There are calls in some sectors of the international community for the United States to enter into discussions with Hamas and, indeed, some recent news reports suggest some third-party talks may be in the works, possibly involving Egypt.

While I won’t dismiss out of hand sending U.S. demands through a friendly country, experience dictates that negotiating with terrorists is counterproductive.

With that in mind, Egypt could help the peace process by closing down the smuggling corridor between Gaza and Egypt. Tunnels built by Hamas and other criminal elements are used to smuggle supplies and arms from inside Egypt. While it may not be feasible to find and bury all the tunnels, Egypt could set up inspection stations on the surface roads leading to Gaza, which would severely curtail, if not shut down, the smuggling operation.
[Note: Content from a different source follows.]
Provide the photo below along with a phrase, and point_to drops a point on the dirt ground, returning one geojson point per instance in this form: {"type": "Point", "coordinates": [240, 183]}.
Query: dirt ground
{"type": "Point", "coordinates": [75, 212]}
The United States is committed to Israel’s security and survival. In the past couple of weeks, Secretary of State Condoleezza Rice and Vice President Dick Cheney have traveled to the region in an attempt to reinvigorate the peace process. The House of Representatives reconfirmed that commitment earlier this month when I and 403 of my colleagues voted to condemn Hamas’ rocket attacks on Israeli towns. Likewise, we are committed to the two-state solution as outlined at the Annapolis conference that was hosted by President Bush last November.
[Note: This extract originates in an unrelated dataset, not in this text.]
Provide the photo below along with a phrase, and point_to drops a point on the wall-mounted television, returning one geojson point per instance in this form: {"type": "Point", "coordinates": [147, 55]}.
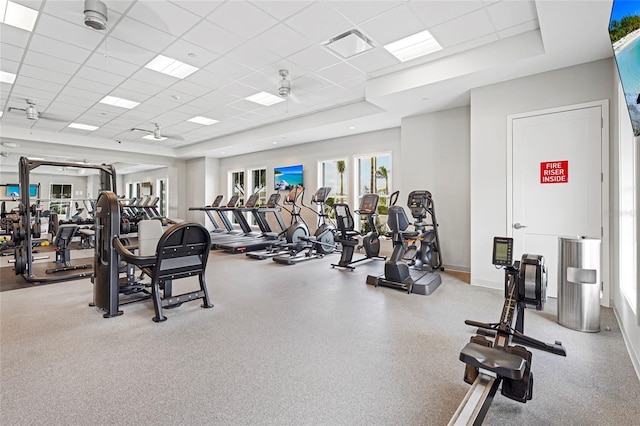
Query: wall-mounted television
{"type": "Point", "coordinates": [287, 177]}
{"type": "Point", "coordinates": [624, 31]}
{"type": "Point", "coordinates": [13, 190]}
But those can only be achieved when terrorism is defeated.

Sixty years is long enough for a nation to fight to retain its independence. Our Arab partners, including Egypt and Jordon, need to join with the United States to pressure Hamas and other terrorist groups to cease and desist.

Rep. Elton Gallegly (R-Thousand Oaks) is a member of the House of Representatives Permanent Select Committee on Intelligence and a senior member of the Foreign Affairs Committee.